Le 27 novembre 2018, je présentais un cours magistral « Syria 2011-2018 : From Revolution to Conflict ». Bien entendu, cela a un lien direct avec l’Europe.
J’ai raconté la révolution syrienne aux étudiants de Maastricht University College. Les espoirs de ces millions de gens qui voulaient un avenir meilleur. Qui s’étaient résolus à manifester pour la liberté, la dignité humaine, des élections libres. Envers et contre tout – un régime totalitaire, des bombardements incessants, l’intervention iranienne et russe, les camps, les sièges…- envers et contre tout, ces hommes et ces femmes, de toutes opinions, religions et origines, ont rejeté leur destin et résisté pendant une, deux, trois longues années.

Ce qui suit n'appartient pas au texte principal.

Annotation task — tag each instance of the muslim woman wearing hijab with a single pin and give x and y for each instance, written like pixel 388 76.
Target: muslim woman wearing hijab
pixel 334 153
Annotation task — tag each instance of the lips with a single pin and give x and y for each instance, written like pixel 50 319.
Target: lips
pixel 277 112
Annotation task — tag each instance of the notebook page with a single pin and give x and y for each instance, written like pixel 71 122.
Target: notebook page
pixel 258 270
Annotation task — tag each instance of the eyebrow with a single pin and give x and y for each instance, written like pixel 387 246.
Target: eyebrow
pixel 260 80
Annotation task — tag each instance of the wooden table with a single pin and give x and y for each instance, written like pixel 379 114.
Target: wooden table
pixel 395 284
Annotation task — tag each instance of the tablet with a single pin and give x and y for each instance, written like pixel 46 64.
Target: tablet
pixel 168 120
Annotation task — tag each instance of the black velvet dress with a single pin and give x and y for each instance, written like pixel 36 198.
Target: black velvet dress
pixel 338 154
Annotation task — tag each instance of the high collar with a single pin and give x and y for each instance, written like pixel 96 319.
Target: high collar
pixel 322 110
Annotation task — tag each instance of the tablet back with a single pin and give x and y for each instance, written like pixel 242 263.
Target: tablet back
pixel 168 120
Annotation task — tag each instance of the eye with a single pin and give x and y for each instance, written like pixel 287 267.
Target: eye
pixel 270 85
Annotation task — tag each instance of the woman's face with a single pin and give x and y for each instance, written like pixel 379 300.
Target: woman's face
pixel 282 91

J’ai eu le privilège de voir la révolution syrienne vivre et s’étendre semaine après semaine en 2011-2013, car je devais coordonner le plaidoyer des ONG sur la protection des civils dans cette région. Mais j’ai aussi eu le malheur d’écouter, de voir et de travailler sur les témoins directs d’une répression barbare.
J’ai découvert des femmes et des hommes aussi courageux, aussi forts que ceux de mes livres d’histoire ou des récits de guerre de mes grands-parents. Une partie de l’horreur qui marqua si profondément l’Europe s’est répétée à nos portes, à 4h30 de vol de Bruxelles.

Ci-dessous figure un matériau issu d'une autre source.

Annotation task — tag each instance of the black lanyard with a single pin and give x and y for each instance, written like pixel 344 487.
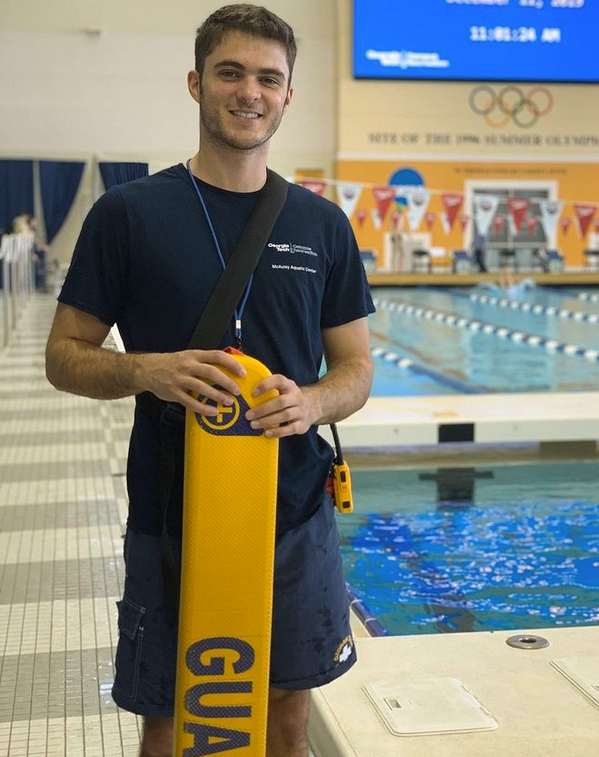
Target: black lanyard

A MUC les étudiants sont en majorité non-néerlandais, ils bénéficient de leurs droits et libertés en tant que citoyens européens. Ils discutent de ce qu’ils veulent, votent aux élections locales et même, fait unique au monde, à des élections supranationales en mai 2019 – les élections européennes. Aucun, appart les quelques étudiants réfugiés, n’est assez âgé pour avoir connu la dictature, la répression, la guerre et l’exile.
Et c’est tant mieux ainsi.
Ce mardi nous n’avons pas parlé des sanctions des 28 de l’Union européenne sur le régime syrien. Je n’ai pas non plus parlé de l’aide humanitaire de l’UE dans la région – de loin la plus importante. Ni de la contribution, compliquée, des 28 à l’accueil d’un septième des réfugiés syriens.
Nous avons parlé de ces espoirs, de ces danses et de ces chants, de ses caricatures, de cette audace incroyable qui a fait vibrer la Syrie et le monde arabe tout entier.
N’oublions pas les origines du « conflit » syrien, la noblesse de sa révolution piétinée en 2011-2013. Pensons aux conséquences humaines et économiques terribles de l’inaction internationale.
Quand nous pensons à nos droits et libertés fondamentales en Europe, pensons à la Syrie. Quand nous hésitons à voter et à faire voter, pensons à la Syrie. Quand nous baissons les bras devant tel ou tel obstacle, pensons à ces héroïnes et héros contemporains.
Rive Sud, rive Nord, nos destins sont liés. Notre histoire est commune. Nos aspirations sont semblables. Ne nous ignorons pas.
Merci à MUC et à Professor Roberta Haar pour cette troisième invitation à donner cours à Maastricht.